Wednesday October 14 2015

Farmers in Kyazanga, Lwengo District discuss

Farmers in Kyazanga, Lwengo District discuss coffee production on their farm. Uganda could lose the coffee crop if it does not mitigate climate change effects. Photo by Michael J. Ssali 

By Michael J. Ssali

By the time of writing this column late last week, most of Masaka sub-region had not yet received the heavy rains that normally start at the beginning of September.
Weekly short showers lasting about two or three minutes are what the region has so far got for rainfall.

Masaka is one of Uganda’s most important coffee producing districts and the farmers are worried that the rain shortage will compromise the crop quality of the entire November/December harvest. Media reports from the other coffee growing regions of the country do not sound any different.
Our leaders have in the recent years been emphasising the importance of coffee production to our economy. We have seen distribution of potted coffee seedlings to peasant farmers for planting becoming common practice, never mind even if it has often resembled voter bribery.

Value of coffee to Uganda’s economy
Coffee accounts for between 20 and 30 per cent of our foreign exchange earnings and it provides direct or indirect employment to over five million people in the country.
However, on May 28, Alessandro Craparo, a research fellow, International Institute of Tropical Agriculture, University of the Witwatersrand, Johannesburg, came up with the warning: “Coffee lovers beware, climate change may affect your brew. We have known for some time that coffee is a climate-sensitive crop. Now we have the first global evidence that increasing minimum, or night-time, temperatures are having the hardest impact on your daily brew.

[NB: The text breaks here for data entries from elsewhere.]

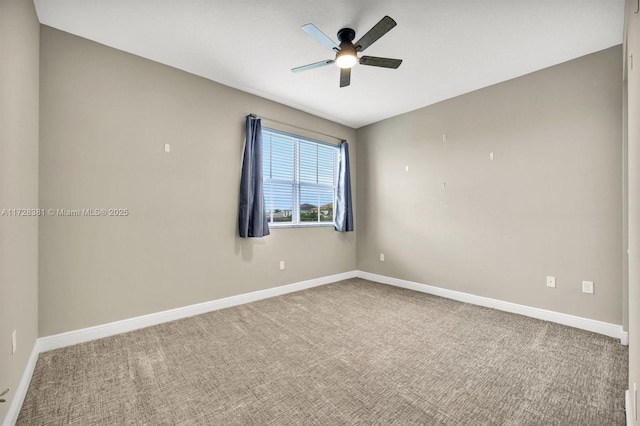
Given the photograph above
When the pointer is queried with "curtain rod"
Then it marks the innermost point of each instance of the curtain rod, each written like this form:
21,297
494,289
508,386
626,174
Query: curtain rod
297,127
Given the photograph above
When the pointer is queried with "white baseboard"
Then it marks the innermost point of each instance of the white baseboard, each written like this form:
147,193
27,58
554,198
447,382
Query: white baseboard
624,338
21,392
608,329
97,332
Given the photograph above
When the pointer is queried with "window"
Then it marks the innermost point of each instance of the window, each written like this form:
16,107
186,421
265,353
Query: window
299,179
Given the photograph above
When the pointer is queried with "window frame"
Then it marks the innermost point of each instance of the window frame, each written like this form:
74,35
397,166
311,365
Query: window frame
296,184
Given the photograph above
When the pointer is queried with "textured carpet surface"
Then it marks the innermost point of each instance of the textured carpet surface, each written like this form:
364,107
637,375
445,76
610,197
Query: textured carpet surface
349,353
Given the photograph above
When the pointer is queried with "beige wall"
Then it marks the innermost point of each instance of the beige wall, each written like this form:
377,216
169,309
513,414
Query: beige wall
19,39
105,117
632,48
548,204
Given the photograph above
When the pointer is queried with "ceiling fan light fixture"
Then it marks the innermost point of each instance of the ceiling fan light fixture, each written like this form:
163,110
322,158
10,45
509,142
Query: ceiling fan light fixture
346,59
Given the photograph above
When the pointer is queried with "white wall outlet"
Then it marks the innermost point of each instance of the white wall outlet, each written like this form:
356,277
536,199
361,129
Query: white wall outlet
551,282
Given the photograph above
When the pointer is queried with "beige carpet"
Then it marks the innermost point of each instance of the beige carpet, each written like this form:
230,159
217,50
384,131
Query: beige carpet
349,353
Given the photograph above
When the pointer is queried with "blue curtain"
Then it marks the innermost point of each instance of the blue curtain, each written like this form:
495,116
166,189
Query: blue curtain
344,208
252,220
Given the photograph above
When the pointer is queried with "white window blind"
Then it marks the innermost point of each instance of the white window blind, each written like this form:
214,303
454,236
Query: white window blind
299,179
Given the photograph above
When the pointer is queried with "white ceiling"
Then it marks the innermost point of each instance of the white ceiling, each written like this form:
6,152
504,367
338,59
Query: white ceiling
449,47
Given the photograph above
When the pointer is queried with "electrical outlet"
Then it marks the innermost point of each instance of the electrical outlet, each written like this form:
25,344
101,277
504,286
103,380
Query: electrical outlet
551,281
587,287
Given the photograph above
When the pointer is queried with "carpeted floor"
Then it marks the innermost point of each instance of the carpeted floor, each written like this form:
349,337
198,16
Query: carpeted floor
349,353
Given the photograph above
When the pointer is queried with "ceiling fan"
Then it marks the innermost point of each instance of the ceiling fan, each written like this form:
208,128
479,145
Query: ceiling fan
347,52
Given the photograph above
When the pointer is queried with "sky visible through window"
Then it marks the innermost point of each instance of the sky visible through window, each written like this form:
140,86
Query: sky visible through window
298,169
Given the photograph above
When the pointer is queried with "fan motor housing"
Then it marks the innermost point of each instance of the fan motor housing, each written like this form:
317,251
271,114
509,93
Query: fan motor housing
346,34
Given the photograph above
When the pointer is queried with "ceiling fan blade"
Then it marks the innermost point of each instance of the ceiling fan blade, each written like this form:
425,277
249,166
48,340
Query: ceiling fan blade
312,66
345,77
378,30
322,38
380,62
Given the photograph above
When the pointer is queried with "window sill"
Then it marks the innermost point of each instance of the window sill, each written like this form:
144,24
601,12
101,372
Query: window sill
302,225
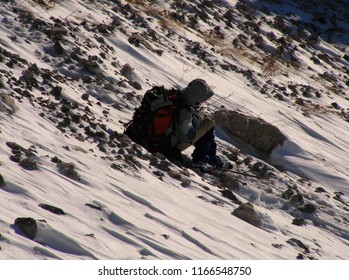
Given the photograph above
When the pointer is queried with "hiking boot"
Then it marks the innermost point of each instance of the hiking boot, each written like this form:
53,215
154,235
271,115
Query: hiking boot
203,167
217,163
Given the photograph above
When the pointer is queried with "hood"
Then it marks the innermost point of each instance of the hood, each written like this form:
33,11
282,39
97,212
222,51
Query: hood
196,92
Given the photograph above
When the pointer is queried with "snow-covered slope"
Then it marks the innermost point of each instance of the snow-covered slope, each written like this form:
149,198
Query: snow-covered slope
72,73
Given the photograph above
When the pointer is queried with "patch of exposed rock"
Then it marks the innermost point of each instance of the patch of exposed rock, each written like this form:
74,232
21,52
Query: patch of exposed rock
250,130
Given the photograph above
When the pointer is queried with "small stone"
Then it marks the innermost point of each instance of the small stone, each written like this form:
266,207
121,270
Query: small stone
27,226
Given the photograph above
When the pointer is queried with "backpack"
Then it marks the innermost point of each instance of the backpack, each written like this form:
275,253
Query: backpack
153,117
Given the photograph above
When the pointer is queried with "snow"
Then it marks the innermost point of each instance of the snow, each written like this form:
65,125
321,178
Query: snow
144,216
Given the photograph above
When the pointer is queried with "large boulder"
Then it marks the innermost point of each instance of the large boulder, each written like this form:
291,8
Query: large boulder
253,131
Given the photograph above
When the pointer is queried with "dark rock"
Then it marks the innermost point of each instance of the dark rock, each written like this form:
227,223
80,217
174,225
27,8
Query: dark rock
15,146
57,48
27,226
68,170
298,222
256,132
2,181
296,242
94,206
230,195
307,208
247,213
53,209
29,164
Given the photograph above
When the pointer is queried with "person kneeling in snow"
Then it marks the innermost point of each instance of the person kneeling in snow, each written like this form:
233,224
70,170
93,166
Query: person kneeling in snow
188,126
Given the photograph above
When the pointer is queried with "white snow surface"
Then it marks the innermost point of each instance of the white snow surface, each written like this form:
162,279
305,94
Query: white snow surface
143,216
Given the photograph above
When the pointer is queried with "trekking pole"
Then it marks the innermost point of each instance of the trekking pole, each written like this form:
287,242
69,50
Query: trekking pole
249,175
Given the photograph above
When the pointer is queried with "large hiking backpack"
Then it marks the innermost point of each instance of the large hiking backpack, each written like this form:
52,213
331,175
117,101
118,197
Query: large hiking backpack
153,117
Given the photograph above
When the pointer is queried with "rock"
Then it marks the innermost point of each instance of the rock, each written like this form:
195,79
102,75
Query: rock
307,208
230,195
68,170
53,209
7,104
29,164
2,181
255,132
27,226
247,213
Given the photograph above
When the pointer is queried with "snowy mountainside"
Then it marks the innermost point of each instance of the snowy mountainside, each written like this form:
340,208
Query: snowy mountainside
71,74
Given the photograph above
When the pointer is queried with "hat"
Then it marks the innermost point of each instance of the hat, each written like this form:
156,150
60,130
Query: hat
196,92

A warmer world with soaring day time temperatures has been linked to the decline of many plant and animal species. Unless climate change is mitigated, or farmers find ways to adapt, the future for many crops including coffee looks bleak.”
Coffee is said to be the world’s second most traded commodity after oil. Uganda which recently discovered oil is Africa’s biggest coffee producer after Ethiopia and 10th in the world.
So given our expected revenue from oil, why not plan serious investment in climate mitigation measures such as laying water pipes from our natural water sources to the coffee growing regions and the other parts of the country thriving on rain fed agriculture?